Understanding the LSTM

The first of our machine learning models is a long-term short-term memory (LSTM) network, which is a specific type of recurrent neural networks. Networks classified as recurrent neural networks allow information to persist between passes of data through the network; this is similar to how humans use memory to aid their immediate understanding of the world. As the name suggests, LSTMs have the capability to encode information about previous states - both recent and not - to inform their output (shown in diagram below). LSTMs are designed for sequential data, making them a logical choice for our application.

../_images/lstm.png

LSTMs can process sequences of arbitrary length with any pre-defined number of features, and output a sequence with a different and arbitrary number of features. To leverage these attributes, we pass in not only sequences containing the stock of the company we wish to predict, but also the stock prices of other companies. While stock prices are inherently unpredictable, we built our model on the notion that there there may exist learn-able relationships between companies’ stocks.

We were not able to make generalizable conclusions about whether the model learned the relationships between companies’ stocks, stemming from the unreliability of our predictions regardless of the number of companies added as features to the dataset, as well as issues with the model’s predictions in evaluation mode. Below is an example of the model’s output in training mode (meaning that dropout layers are utilized):

../_images/example_lstm.png

As can be seen, the model is able to generate a sequence that resembles the shape of the stock as well as the overall trend. On the left is the raw output of the model (trained on and outputting % changes of stock data), in the middle is the reconstructed from the percent change, and on the right is the disparity between predicted and actual stocks up to 30 days out from the training data.

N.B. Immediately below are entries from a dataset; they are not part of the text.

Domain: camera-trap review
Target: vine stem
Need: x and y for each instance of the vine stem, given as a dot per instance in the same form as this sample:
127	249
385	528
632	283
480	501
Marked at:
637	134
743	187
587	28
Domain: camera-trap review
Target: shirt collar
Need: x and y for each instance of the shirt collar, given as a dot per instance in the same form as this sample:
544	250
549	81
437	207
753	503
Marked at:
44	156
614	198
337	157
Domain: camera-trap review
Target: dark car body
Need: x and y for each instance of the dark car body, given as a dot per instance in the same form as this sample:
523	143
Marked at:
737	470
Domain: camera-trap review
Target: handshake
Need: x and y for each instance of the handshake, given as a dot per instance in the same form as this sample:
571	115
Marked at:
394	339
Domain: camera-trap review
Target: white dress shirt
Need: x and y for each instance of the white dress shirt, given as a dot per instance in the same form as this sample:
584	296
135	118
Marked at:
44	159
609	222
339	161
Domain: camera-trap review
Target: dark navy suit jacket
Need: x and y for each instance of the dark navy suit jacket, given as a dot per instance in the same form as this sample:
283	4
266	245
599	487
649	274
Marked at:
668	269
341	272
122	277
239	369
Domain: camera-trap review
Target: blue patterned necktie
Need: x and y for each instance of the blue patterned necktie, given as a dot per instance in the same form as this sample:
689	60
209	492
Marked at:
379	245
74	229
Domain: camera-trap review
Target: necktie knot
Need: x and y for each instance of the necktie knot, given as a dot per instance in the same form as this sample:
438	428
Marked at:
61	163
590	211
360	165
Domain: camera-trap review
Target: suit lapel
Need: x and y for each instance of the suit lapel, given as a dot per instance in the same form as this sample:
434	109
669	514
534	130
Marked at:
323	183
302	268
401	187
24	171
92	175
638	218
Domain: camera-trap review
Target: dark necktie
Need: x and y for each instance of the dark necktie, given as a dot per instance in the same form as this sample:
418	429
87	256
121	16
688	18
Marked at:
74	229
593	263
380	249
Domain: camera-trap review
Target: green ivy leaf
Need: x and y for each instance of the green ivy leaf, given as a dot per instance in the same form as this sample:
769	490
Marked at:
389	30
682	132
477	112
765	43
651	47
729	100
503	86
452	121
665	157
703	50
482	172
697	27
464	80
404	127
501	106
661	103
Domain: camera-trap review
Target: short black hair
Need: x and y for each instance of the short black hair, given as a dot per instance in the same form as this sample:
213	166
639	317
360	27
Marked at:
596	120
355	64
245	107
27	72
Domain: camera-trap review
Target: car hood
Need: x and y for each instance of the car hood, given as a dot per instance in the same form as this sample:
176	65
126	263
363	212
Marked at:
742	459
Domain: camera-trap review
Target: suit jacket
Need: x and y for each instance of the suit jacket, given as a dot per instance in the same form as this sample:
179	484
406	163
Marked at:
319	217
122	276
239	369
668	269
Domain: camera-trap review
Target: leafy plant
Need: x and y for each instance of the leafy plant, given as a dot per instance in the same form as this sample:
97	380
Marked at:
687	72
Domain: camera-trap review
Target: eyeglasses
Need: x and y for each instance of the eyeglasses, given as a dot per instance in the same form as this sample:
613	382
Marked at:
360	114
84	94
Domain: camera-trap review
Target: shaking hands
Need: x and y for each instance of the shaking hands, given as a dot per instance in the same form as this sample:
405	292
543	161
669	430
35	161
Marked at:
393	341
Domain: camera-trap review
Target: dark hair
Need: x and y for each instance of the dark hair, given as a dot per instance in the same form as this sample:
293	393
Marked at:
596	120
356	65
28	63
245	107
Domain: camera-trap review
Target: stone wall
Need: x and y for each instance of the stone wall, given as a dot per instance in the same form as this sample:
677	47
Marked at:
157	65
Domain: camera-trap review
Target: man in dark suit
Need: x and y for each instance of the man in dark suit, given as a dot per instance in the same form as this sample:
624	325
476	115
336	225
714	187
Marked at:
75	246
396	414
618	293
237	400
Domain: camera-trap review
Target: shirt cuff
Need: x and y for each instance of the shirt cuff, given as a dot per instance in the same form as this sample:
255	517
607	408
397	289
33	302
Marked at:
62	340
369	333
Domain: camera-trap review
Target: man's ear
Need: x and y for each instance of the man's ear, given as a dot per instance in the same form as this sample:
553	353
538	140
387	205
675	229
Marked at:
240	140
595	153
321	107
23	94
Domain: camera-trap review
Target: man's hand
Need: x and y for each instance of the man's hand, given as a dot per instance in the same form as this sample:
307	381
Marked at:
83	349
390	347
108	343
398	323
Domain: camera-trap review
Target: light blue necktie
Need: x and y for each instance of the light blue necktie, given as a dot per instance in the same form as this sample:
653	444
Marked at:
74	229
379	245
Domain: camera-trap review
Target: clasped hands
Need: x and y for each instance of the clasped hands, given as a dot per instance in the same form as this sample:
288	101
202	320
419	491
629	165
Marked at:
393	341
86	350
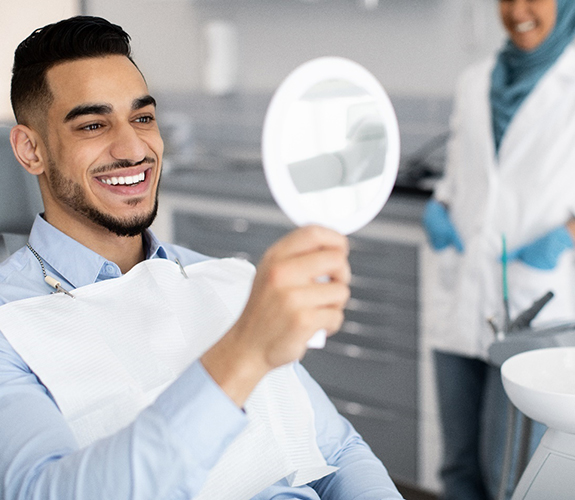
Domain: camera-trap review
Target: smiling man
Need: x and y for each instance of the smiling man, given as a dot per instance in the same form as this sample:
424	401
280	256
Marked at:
159	373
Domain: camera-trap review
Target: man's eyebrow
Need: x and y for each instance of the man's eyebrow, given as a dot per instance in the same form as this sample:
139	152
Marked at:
88	109
142	102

When the model is in evaluation mode, the predicted % change is almost completely flat and 0; this is one of the weaknesses of the model and will be addressed with future work. One issue with the LSTM that was solved was the issue of there existing a constant offset between the output sequence and the input sequence; this was solved by increasing the hidden layer size. Whether this is an appropriate solution to that problem or a solution that masks an underlying problem is also an area for future exploration.